Common Core Sparks Infighting in New York Unions
Last year, the depth of frustration with New York's Common Core burst into the public when parents and teachers confronted State Education Commissioner John King in Poughkeepsie, NY, with their concerns and difficulties.
Nobody is happy about it – not the kids, not the parents, and especially, with their jobs on the line, not the teachers, both union and non-union. Nevertheless, the Democrats from the federal level on down continue to push it. Why shouldn't they? It centralized control of the schools' curricula in the hands of the government and allows them to keep files on our kids that will follow them wherever they go. In other words, it's a Democrat control freak's wet dream.

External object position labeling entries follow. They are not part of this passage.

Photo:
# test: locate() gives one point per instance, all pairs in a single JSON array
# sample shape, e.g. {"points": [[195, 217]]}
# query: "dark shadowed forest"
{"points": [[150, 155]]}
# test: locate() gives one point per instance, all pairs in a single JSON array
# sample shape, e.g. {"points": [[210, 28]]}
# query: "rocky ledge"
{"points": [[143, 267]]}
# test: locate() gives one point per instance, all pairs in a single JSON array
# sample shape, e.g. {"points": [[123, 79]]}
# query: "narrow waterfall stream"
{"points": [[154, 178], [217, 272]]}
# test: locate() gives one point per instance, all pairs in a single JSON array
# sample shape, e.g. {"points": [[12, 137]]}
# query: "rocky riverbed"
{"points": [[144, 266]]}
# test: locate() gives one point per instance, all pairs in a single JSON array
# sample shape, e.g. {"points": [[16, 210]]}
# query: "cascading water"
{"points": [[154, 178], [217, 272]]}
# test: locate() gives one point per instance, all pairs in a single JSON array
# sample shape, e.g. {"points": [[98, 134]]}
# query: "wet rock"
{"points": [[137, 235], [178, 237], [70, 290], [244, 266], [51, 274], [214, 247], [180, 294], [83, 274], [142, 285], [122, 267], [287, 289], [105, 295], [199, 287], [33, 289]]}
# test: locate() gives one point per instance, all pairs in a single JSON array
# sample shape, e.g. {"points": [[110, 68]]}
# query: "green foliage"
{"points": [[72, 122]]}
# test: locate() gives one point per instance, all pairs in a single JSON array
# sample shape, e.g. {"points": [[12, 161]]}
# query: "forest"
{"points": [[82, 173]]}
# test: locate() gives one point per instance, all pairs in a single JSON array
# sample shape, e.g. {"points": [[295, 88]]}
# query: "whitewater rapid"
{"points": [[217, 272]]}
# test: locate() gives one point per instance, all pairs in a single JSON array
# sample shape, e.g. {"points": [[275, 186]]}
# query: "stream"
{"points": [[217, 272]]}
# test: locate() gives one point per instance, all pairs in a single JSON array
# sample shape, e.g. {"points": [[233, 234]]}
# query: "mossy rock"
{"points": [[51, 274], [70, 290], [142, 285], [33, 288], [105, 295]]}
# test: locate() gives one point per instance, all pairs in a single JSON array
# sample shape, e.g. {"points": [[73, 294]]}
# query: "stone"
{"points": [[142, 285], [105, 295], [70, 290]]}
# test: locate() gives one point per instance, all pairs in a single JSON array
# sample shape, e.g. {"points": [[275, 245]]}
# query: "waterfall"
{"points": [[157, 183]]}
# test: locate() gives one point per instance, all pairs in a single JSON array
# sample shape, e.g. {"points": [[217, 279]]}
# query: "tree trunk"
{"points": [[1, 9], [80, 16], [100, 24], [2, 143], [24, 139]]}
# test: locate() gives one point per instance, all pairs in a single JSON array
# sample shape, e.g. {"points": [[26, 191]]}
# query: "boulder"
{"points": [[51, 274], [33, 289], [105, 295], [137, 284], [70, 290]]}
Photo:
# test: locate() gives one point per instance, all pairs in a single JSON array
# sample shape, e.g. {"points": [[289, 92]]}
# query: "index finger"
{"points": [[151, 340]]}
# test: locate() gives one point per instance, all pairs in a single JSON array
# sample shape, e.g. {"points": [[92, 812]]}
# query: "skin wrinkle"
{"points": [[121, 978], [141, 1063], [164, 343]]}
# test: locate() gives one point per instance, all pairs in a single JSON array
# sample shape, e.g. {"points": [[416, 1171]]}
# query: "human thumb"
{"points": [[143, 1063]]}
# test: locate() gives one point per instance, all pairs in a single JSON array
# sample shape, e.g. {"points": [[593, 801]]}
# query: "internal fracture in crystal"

Tellingly, Randi Weingarten, President of the American Federation of Teachers, chose to stand with the Democrats in opposition to the interests of her union members. A good thermometer of the attitude of the rank-and-file in the union is the socialist press. Here is a taste of their frustration, as reported by the newspaper of the International Socialist Organization:
UNFORTUNATELY, THE New York State United Teachers actually has a mixed record on Common Core. Led by its largest affiliate, New York City's United Federation of Teachers (UFT), the union officially supports the Common Core, but disagrees with the implementation that has occurred, calling for a three-year moratorium on high-stakes consequences to teachers and students for the new tests, so that they can be "properly aligned" with the standards.
A variety of suburban teachers locals have taken much stronger positions than the state teachers union – and, even more importantly, organized their members to attend these hearings en masse. Many teachers seem to have also come independently.
The Common Core standards were designed without teacher input and dominated by the Gates Foundation and testing companies... Thus, the proliferation of scripted teaching guides that de-skill the teaching profession and workbooks that promote the worst kind of rote learning, even though the new standards are supposed to promote "critical thinking" and better instruction.
The teachers' unions have ignored this inherent contradiction in an eager rush not to appear as "opponents of reform." This is part of their overall conservative strategy that led to concession after concession to high-stakes testing and an erosion of teacher job protections and working conditions statewide. It remains to be seen whether the grassroots upsurge succeeds in reversing the contradictory policy of the state union… The teachers' unions will have to become involved more centrally as well and play a role in knitting together the resistance to the testing. This is likely to occur first in upstate and suburban locals, free of the bureaucratic domination of the UFT leadership, but is a call that is increasingly being taken up by rank and filers in New York City as well.
It is worth noting that what is best for the children is never at the forefront of the conversation among the different factions of the left's education cadre. If it were, they would have taken up the mantle of school choice long ago.